Indonesian searchers find black box from crashed jet

Saul Bowman
November 4, 2018

Indonesia's Kompas TV reported that the black box of downed Lion Air Flight JT-610 has been found and retrieved in the Java Sea by search teams.

Navy divers continue recovery operations of the Lion Air jet that crashed into the sea on Monday in the waters of Tanjung Karawang, Indonesia, Thursday, Nov. 1, 2018.

The Boeing 737 Max 8 was delivered to Lion Air in mid-August and put in use within days, according to aviation website Flightradar24.

"However, it has not yet been confirmed that it is part of the fuselage".

Boeing officials were expected to meet with Lion Air on Wednesday, after Indonesia ordered an inspection of the USA plane maker's 737-MAX jets.

Divers recovered a flight recorder Thursday from the wreckage of a Lion Air jet in the Java Sea, a crucial discovery that may help investigators determine how a new plane fell out of clear skies in one of the worst commercial air disasters in recent years.

But according to the transport safety committee, the plane had technical problems on its previous flight on Sunday, from the city of Denpasar on the resort island of Bali, including an issue over "unreliable airspeed".

Two passengers on the Sunday Bali-bound flight interviewed on Indonesian TV recalled unsettling details such as a odd engine sound, a smell of burnt cables, and panicked passengers crying out for God to save them as the plane rapidly lost altitude.

He told the USA news outlet the plane felt as if it was "struggling to ascend" before it suddenly dropped "as if it was losing power".

"The bigger picture here is that you've got a lot of American carriers flying the same aircraft", said Stephen Wright, aviation expert at the University of Leeds.
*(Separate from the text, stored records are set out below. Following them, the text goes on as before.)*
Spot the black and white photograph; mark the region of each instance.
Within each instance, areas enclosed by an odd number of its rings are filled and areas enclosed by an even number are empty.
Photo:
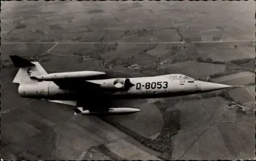
[[[249,1],[1,1],[1,160],[254,160]]]

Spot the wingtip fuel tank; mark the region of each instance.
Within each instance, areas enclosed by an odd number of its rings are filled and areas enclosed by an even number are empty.
[[[40,76],[30,77],[30,78],[41,81],[49,81],[65,78],[86,78],[103,75],[105,74],[104,72],[97,71],[79,71],[51,73]]]

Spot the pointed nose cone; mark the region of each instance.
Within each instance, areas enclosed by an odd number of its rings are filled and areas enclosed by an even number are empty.
[[[222,84],[200,81],[201,89],[203,91],[212,91],[219,89],[243,87],[244,86],[232,86]]]

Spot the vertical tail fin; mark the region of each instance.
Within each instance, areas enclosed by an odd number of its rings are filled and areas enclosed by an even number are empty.
[[[19,67],[12,81],[13,83],[20,83],[35,81],[31,80],[30,77],[47,74],[46,71],[38,62],[30,62],[16,55],[10,55],[10,58],[13,64],[16,67]]]
[[[75,108],[74,108],[74,110],[75,110],[75,113],[74,113],[75,115],[81,114],[83,110],[82,107]]]

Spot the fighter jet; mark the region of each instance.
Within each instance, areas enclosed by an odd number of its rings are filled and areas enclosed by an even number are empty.
[[[10,57],[19,68],[13,82],[19,84],[18,93],[21,97],[75,106],[75,114],[140,111],[111,107],[108,102],[112,99],[175,97],[241,86],[197,80],[182,74],[107,78],[106,73],[98,71],[48,74],[38,62],[16,55]]]

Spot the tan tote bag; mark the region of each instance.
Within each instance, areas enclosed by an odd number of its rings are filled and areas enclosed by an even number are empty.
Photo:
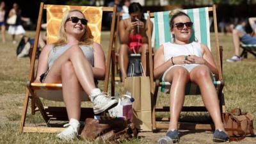
[[[143,70],[143,67],[141,65]],[[143,74],[144,71],[143,70]],[[134,99],[133,123],[140,131],[152,131],[150,83],[149,77],[128,77],[124,81],[125,92]]]

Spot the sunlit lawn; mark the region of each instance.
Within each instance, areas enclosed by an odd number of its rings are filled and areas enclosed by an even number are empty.
[[[105,52],[107,52],[109,34],[108,32],[104,32],[102,35],[102,45]],[[28,32],[27,35],[33,37],[35,32]],[[230,35],[220,35],[220,44],[224,49],[223,77],[225,80],[225,86],[223,91],[226,106],[228,110],[239,107],[243,111],[256,115],[256,86],[255,86],[256,60],[249,54],[248,58],[241,62],[236,63],[226,62],[225,60],[233,54],[231,38]],[[64,143],[64,141],[56,139],[55,134],[19,133],[23,98],[26,91],[26,81],[28,80],[29,70],[29,60],[17,59],[17,44],[12,44],[10,40],[10,36],[8,35],[7,39],[10,42],[0,45],[0,143]],[[214,45],[212,47],[214,49]],[[102,83],[99,85],[101,88],[103,87]],[[122,91],[122,88],[120,85],[117,84],[116,86],[118,92]],[[157,102],[157,105],[168,104],[168,97],[162,97]],[[49,103],[45,101],[44,102]],[[202,100],[200,97],[188,97],[186,99],[185,104],[201,105]],[[44,122],[40,115],[34,116],[31,115],[29,109],[28,111],[27,122],[32,125]],[[193,116],[196,115],[192,114]],[[196,120],[196,118],[195,116]],[[256,120],[254,120],[253,124],[256,125]],[[66,143],[84,143],[84,141],[75,140],[66,142]],[[145,143],[143,138],[125,142],[125,143]]]

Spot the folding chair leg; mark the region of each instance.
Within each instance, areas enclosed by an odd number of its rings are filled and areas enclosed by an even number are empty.
[[[247,58],[247,51],[245,49],[243,49],[243,51],[241,53],[240,56],[243,57],[244,58]]]
[[[158,88],[159,88],[159,86],[157,86],[157,84],[156,84],[154,93],[153,97],[152,98],[152,131],[153,132],[156,130],[156,100],[157,100],[157,97]]]
[[[29,100],[29,92],[28,90],[27,89],[27,90],[26,91],[25,97],[24,97],[24,100],[23,102],[22,112],[21,114],[20,131],[19,131],[19,132],[20,133],[23,132],[23,127],[25,125],[26,116],[27,115],[28,105],[28,100]]]

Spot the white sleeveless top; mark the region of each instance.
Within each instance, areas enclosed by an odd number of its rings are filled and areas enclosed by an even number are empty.
[[[172,57],[181,55],[195,55],[202,58],[203,52],[200,43],[193,42],[191,43],[179,45],[171,42],[163,44],[164,46],[164,62],[169,60]]]
[[[179,45],[169,42],[163,44],[163,45],[164,46],[164,62],[169,60],[172,57],[183,55],[195,55],[200,58],[203,57],[203,51],[201,49],[201,44],[198,42],[193,42],[185,45]],[[167,72],[174,67],[183,67],[188,70],[188,71],[190,72],[194,67],[198,65],[199,65],[199,64],[195,63],[172,65],[164,72],[163,75],[162,80],[164,81],[164,77]]]
[[[72,46],[70,45],[63,45],[51,47],[50,54],[48,58],[48,67],[49,69],[52,66],[54,62],[67,50]],[[87,60],[90,62],[92,67],[94,67],[94,55],[93,49],[91,45],[79,45],[82,49],[84,55]]]

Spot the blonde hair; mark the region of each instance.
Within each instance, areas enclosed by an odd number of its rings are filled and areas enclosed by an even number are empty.
[[[63,17],[62,17],[58,40],[54,44],[55,45],[60,45],[67,44],[67,36],[66,31],[65,29],[65,26],[66,24],[67,19],[70,17],[70,13],[74,12],[79,12],[84,17],[84,15],[83,13],[83,12],[79,10],[72,10],[65,13]],[[93,36],[92,35],[91,29],[88,26],[88,25],[86,24],[85,26],[85,31],[80,40],[79,44],[92,45],[92,44],[93,43]]]

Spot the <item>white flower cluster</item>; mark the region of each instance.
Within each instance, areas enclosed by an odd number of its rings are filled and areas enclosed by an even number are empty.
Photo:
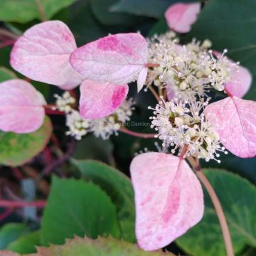
[[[218,151],[228,152],[220,145],[219,136],[213,127],[206,120],[203,109],[208,102],[192,101],[182,102],[177,98],[171,102],[161,101],[154,110],[151,128],[158,133],[163,141],[163,146],[174,146],[175,153],[178,148],[187,146],[184,157],[193,156],[218,160]]]
[[[153,37],[149,46],[149,62],[159,66],[149,68],[146,85],[165,87],[169,95],[181,100],[207,97],[210,88],[223,90],[230,71],[237,68],[236,63],[230,65],[224,56],[226,50],[218,58],[208,50],[208,40],[181,46],[166,34]]]
[[[134,109],[133,100],[129,99],[111,115],[98,119],[87,119],[82,118],[78,111],[70,107],[70,102],[75,103],[75,100],[68,92],[55,97],[57,101],[55,109],[66,113],[66,125],[69,129],[66,134],[73,136],[78,140],[89,132],[103,139],[107,139],[112,134],[117,135],[122,124],[130,119]]]

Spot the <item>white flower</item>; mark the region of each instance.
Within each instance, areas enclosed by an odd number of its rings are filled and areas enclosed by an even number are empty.
[[[163,146],[178,148],[188,146],[186,156],[203,158],[206,161],[219,156],[218,151],[224,151],[220,145],[220,138],[213,127],[206,120],[203,110],[208,102],[195,101],[182,102],[174,99],[171,102],[162,101],[154,110],[151,128],[163,141]]]

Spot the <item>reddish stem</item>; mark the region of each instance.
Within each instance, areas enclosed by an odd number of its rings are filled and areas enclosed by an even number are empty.
[[[1,213],[0,221],[7,218],[12,213],[12,211],[13,211],[12,209],[6,209],[4,213]]]
[[[119,129],[119,131],[123,133],[125,133],[127,134],[131,135],[131,136],[137,137],[139,138],[144,138],[144,139],[155,138],[155,136],[156,135],[154,134],[146,134],[146,133],[142,133],[142,132],[136,132],[130,131],[128,129],[126,129],[125,127],[122,127]]]
[[[0,207],[6,207],[6,208],[23,208],[27,206],[43,208],[46,206],[46,202],[43,200],[38,200],[33,202],[0,200]]]
[[[156,68],[156,67],[159,67],[159,64],[157,63],[146,63],[146,68]]]

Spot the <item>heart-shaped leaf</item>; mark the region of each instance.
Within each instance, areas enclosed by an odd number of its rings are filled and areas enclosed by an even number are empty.
[[[0,21],[26,23],[34,18],[50,19],[76,0],[1,0]]]
[[[221,143],[239,157],[256,155],[256,102],[228,97],[208,105],[206,118]]]
[[[0,132],[0,164],[17,166],[27,163],[44,149],[52,131],[51,122],[46,117],[43,124],[33,133],[17,134]]]
[[[0,83],[0,129],[16,133],[36,131],[43,124],[46,104],[41,93],[25,80]]]
[[[65,23],[46,21],[28,29],[17,40],[10,63],[31,79],[70,90],[82,82],[68,62],[76,48],[74,36]]]
[[[203,195],[185,160],[145,153],[131,164],[139,245],[154,250],[167,245],[200,221]]]
[[[250,245],[256,247],[256,188],[246,179],[220,169],[203,170],[223,208],[230,230],[235,255]],[[176,242],[188,255],[225,256],[219,221],[211,201],[205,193],[202,220]],[[242,254],[241,254],[242,255]],[[243,255],[243,254],[242,254]]]
[[[130,82],[142,70],[144,73],[147,60],[146,41],[135,33],[105,36],[80,47],[70,58],[85,79],[119,85]],[[138,87],[144,82],[140,80]]]
[[[80,113],[82,117],[92,119],[112,114],[124,100],[129,87],[127,85],[85,80],[80,89]]]
[[[168,26],[178,33],[187,33],[196,21],[201,4],[176,3],[168,8],[164,14]]]

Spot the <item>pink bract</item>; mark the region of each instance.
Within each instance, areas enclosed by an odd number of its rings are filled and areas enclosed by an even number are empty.
[[[0,129],[29,133],[43,122],[46,102],[29,82],[14,79],[0,83]]]
[[[163,153],[145,153],[133,159],[130,170],[136,235],[142,249],[167,245],[202,218],[202,188],[185,160]]]
[[[216,57],[220,57],[222,54],[216,50],[214,50],[213,53]],[[228,59],[228,60],[231,66],[231,65],[234,63],[234,61],[230,59]],[[252,74],[249,70],[239,65],[238,69],[234,68],[231,70],[230,76],[230,81],[225,84],[225,88],[233,96],[238,97],[245,96],[249,91],[252,80]]]
[[[168,26],[178,33],[189,32],[200,13],[200,7],[199,2],[172,4],[164,14]]]
[[[68,27],[61,21],[46,21],[28,29],[15,43],[11,65],[36,81],[70,90],[82,82],[68,59],[77,48]]]
[[[139,86],[145,82],[148,48],[139,33],[105,36],[75,50],[70,62],[85,79],[124,85],[140,75]]]
[[[85,80],[80,86],[80,113],[87,119],[98,119],[112,114],[123,102],[128,85]]]
[[[256,102],[228,97],[208,105],[205,113],[227,149],[243,158],[256,155]]]

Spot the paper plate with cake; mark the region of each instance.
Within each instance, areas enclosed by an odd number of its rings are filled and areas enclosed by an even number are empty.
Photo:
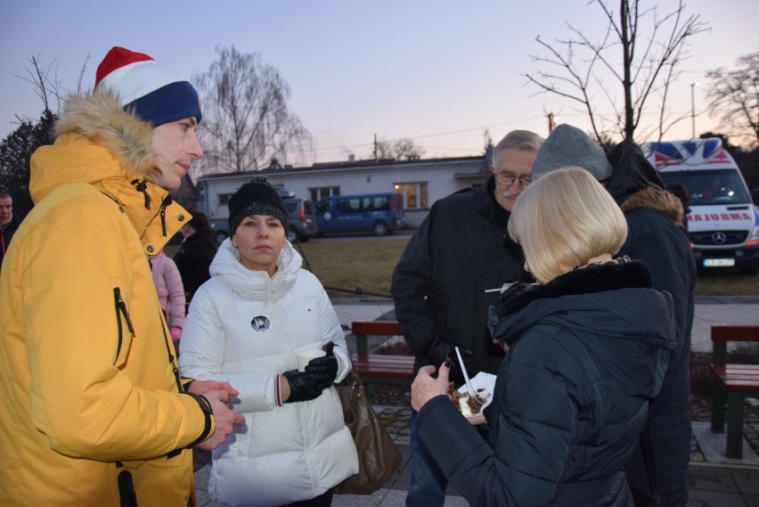
[[[479,414],[493,401],[493,392],[495,390],[495,375],[480,372],[471,378],[471,384],[480,401],[473,399],[469,396],[467,392],[466,384],[455,389],[453,382],[451,382],[451,387],[448,389],[451,402],[464,417],[473,417]]]

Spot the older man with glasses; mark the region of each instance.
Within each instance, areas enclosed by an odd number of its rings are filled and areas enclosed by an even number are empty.
[[[19,217],[13,215],[13,198],[0,190],[0,267],[13,233],[19,228]]]
[[[420,367],[440,364],[458,346],[470,375],[496,373],[503,351],[492,343],[487,308],[504,282],[532,281],[524,255],[506,233],[517,197],[530,184],[543,143],[526,130],[509,133],[494,149],[493,176],[479,188],[457,192],[433,204],[393,274],[396,315]],[[452,363],[451,380],[463,383]],[[414,420],[416,413],[412,412]],[[441,442],[441,446],[445,444]],[[412,479],[407,506],[442,506],[447,479],[412,425]]]

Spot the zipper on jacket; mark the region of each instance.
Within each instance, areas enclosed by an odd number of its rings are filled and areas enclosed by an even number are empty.
[[[118,472],[118,499],[121,507],[137,507],[137,495],[135,493],[135,483],[128,470]]]
[[[123,315],[124,320],[126,321],[126,328],[129,330],[129,332],[135,334],[135,328],[132,326],[132,319],[129,318],[129,314],[126,312],[126,303],[121,298],[121,289],[118,287],[113,288],[113,300],[116,306],[116,325],[118,328],[118,342],[116,347],[116,357],[118,357],[118,355],[121,354],[121,343],[124,339],[121,316]]]
[[[143,181],[140,181],[138,179],[135,179],[135,180],[132,180],[130,183],[135,185],[135,189],[137,192],[143,192],[143,195],[145,198],[145,209],[151,209],[151,196],[148,193],[148,183],[147,183],[147,181],[145,181],[144,179]]]
[[[166,237],[166,208],[173,202],[170,195],[167,195],[163,202],[160,203],[160,230],[163,233],[163,237]]]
A massive search effort has identified the possible seabed location of the crashed Lion Air jet, Indonesia's military chief said on Wednesday, as experts carried out the grim task of identifying dozens of body parts recovered from a 15 nautical mile search area.

The Lion Air pilot who was flying the airline's ill-fated 737 MAX the day before it crashed near Jakarta, killing 189, issued a "pan pan" alert and made a request to ATC to turn back to Bali because of technical problems.

Daniel Putut, a Lion Air managing director, said the airline and Boeing will meet on Wednesday afternoon. It did not say how many technicians had been suspended.

Boeing declined to comment about potential inspections globally.

Search teams have taken up the grim task of separating human remains from plane debris and recovered personal effects, sending the body parts - including from an infant - to hospital for DNA testing.

"We are certain that not far from the site there is the fuselage of the plane".

The reason for the accident is yet unknown, making the retrieval of the black box all the more important as it could provide clues to the cause of the accident.

Indonesia's search and rescue agency has all but ruled out finding any survivors from the high-impact crash.

THE pilot on the doomed Lion Air jet's previous flight, from Bali, made a distress call to traffic controllers just minutes after takeoff due to technical problems, but chose to push on to Jakarta after the problems seemed to resolve, it has been revealed. The pilot and co-pilot, totaled more than 11,000 hours of flight time and had recently passed a medical examination and drug testing.